Jeniffer Dias, atriz de sucesso, está em ‘Rensga Hits’ e constata haver poucos cantores pretos na música sertaneja


A atriz lançou em março deste ano a série “No Ano que vem” na qual ela co-protagoniza junto com Julia Lemmertz. O projeto, exibido pelo Canal Brasil e disponibilizado no Globoplay é importante por trazer mulheres à frente da produção. “Estamos acostumados a ver mulheres que abdicam de sua história em favor do outro, a cuidar do outro. E desta vez ficamos diante daquelas que escolher o próprio caminho apesar de tudo. É uma série feita por mulheres, mas que não é PARA mulheres”. A atriz também está na série “Rensga Hits”, que trata sobre o universo da música sertaneja. Ela traz a observação que são poucos os negros no estilo musical. Além disso, Jeniffer comenta sobre o recente apontamento das redes sociais sobre o antigo programa da Globo ‘Esquenta’ estereotipar o subúrbio: “Critica não viu o ‘Esquenta’. Ele tinha que estar no ar hoje, inclusive. Ele só agregou”

*por Vítor Antunes

Temos observado uma crescente na presença de atores pretos como protagonistas, tanto nas novelas como nas séries em projetos no audiovisual. Jeniffer Dias co-protagonizou com Julia Lemmertz, no Canal Brasil, a série “No Ano que vem“. O projeto se destaca não apenas por trazer uma personagem principal preta, mas também por tratar-se de uma equipe que quase em sua totalidade tem mulheres à frente. “Tratou-se de uma equipe feminina, escrita e liderada por mulheres. O roteiro é de Marcia Leite e a direção da também atriz Maria Flor, que conduziu tudo maravilhosamente bem. Importante fazer um trabalho onde as mulheres são parceiras, onde se fala sobre sororidade. Estamos acostumados a ver mulheres que abdicam de sua história em favor do outro, a cuidar do outro. E desta vez ficamos diante daquelas que escolhem o próprio caminho apesar de tudo. É uma série feita por mulheres, mas que não é PARA mulheres. É importante que os caras vejam também”.

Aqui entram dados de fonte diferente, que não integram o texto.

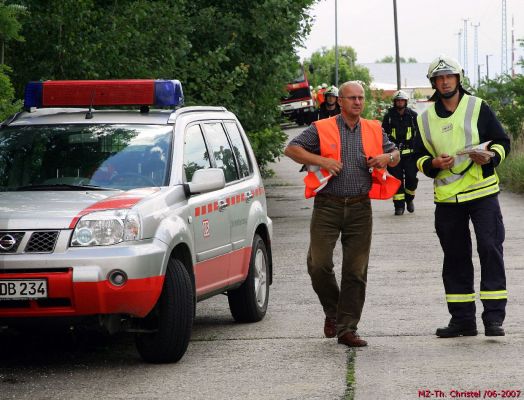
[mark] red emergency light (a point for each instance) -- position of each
(103, 93)
(295, 86)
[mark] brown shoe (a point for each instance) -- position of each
(352, 339)
(330, 327)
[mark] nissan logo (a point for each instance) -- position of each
(7, 242)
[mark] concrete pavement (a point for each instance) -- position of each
(285, 356)
(405, 302)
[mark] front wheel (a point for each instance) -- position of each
(249, 302)
(171, 321)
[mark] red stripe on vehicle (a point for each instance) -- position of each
(137, 297)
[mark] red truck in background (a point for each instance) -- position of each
(299, 105)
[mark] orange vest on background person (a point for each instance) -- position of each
(383, 185)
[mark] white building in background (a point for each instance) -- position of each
(412, 78)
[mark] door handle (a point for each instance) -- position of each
(222, 205)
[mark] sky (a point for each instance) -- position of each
(426, 29)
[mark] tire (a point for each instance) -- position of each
(171, 319)
(249, 302)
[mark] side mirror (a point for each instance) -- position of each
(205, 180)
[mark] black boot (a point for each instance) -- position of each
(494, 329)
(458, 329)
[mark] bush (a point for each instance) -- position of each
(267, 145)
(7, 94)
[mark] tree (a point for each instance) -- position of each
(10, 26)
(8, 105)
(233, 53)
(323, 63)
(505, 95)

Outro dos projetos que a atriz está fazendo é “Rensga Hits“, que aborda o universo da música sertaneja. Sua personagem é uma cantora preta que investe no gênero. “Fiz uma pesquisa profunda e não há muitos, porque eles não chegam para a grande mídia, ainda que estejam por aí, trabalhando e querendo chegar”. Jeniffer relembra, então, que uma das principais duplas sertanejas foi Cascatinha e Inhana, casal que fez sucesso com a guarânia “Índia“, de 1952, e do qual nem todo mundo tem memória. Além deles, as duplas João Paulo& Daniel – João Paulo morreu em 1997 – e Rick&Renner. “É um universo muito masculino. A revolução aconteceu depois de Marília Mendonça (1995-2021)”. “Rensga” já teve a segunda e a terceira temporada gravadas e estreia ainda neste semestre no Globoplay.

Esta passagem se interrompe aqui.